Fortunately, the Giulia platform with its double wishbone front, multi-link rear aluminium suspension is a good place to start. Here, the springs are longer than in the Giulia, but stiffer to counteract the extra height. There’s lightness, too, thanks to a carbon-fibre prop shaft as standard, engines with aluminium blocks, and aluminium skin for the bonnet, tailgate, doors and front wings.

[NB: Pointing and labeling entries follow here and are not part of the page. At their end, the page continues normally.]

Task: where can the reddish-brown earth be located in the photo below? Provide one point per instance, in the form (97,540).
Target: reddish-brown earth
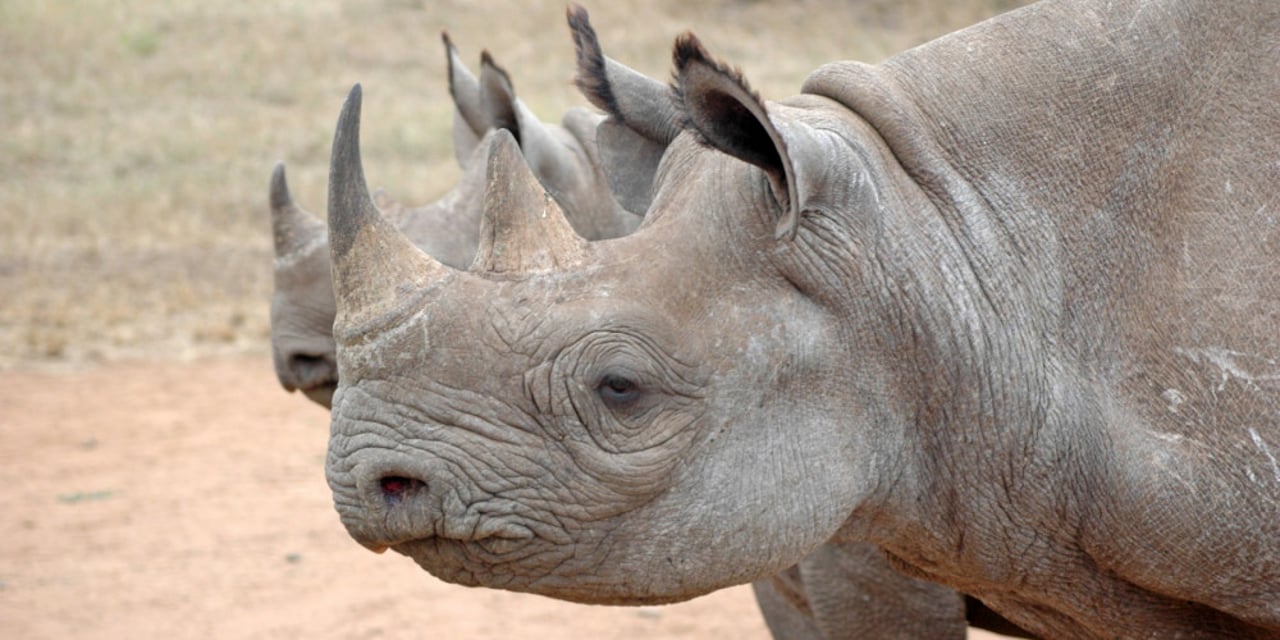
(188,501)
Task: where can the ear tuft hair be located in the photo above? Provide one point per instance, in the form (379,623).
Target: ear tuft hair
(689,51)
(592,77)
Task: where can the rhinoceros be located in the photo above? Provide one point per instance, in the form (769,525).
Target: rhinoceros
(562,156)
(1004,305)
(841,590)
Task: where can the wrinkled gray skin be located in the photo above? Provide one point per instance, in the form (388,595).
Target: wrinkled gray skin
(1004,305)
(841,592)
(562,156)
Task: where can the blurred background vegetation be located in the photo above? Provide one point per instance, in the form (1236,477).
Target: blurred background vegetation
(137,137)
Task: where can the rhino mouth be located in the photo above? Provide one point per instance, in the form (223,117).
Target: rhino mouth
(320,393)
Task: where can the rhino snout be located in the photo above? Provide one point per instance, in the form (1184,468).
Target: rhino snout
(312,374)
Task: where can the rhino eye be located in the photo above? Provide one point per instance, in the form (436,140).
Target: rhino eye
(617,391)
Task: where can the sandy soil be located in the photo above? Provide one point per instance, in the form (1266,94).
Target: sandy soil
(188,501)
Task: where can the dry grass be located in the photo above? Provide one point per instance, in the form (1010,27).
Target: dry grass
(136,138)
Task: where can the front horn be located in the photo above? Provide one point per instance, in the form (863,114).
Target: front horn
(375,268)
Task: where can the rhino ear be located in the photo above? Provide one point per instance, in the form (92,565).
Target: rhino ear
(470,120)
(643,118)
(730,117)
(373,264)
(544,149)
(293,228)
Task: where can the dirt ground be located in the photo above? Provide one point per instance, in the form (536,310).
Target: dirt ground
(187,499)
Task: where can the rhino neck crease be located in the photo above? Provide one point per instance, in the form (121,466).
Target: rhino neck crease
(1083,263)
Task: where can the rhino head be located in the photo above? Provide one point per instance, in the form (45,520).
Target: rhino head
(562,156)
(638,420)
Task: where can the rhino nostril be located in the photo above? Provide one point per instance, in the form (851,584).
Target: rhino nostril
(306,362)
(397,488)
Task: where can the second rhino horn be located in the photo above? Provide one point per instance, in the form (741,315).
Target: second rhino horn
(292,228)
(522,231)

All-in the Stelvio weighs around 1.6 tons, around ten per cent less than an equivalent BMW X3 or Porsche Macan, against which the Stelvio competes. You can add the Audi Q5, Jaguar F-Pace and Mercedes GLC to that list too.

Our choice from the range

What's the verdict?

With so much Giulia DNA, the Stelvio was bound to be good. At last an Alfa to buy with your heart *and* head

On the same road and same conditions, the Stelvio isn’t as much as fun as a Giulia and on a similar plain to the F-Pace, but then what did we expect? On the other hand, it’s more spacious and practical than a Giulia and might just get you out of a muddy car park.

All things considered Alfa has done an admirable job on converting its value into an SUV package. This is as emotionally engaging as the crossover market gets. Perhaps it isn’t as stirring as Alfas of the past, but this time, who knows: you might actually buy one.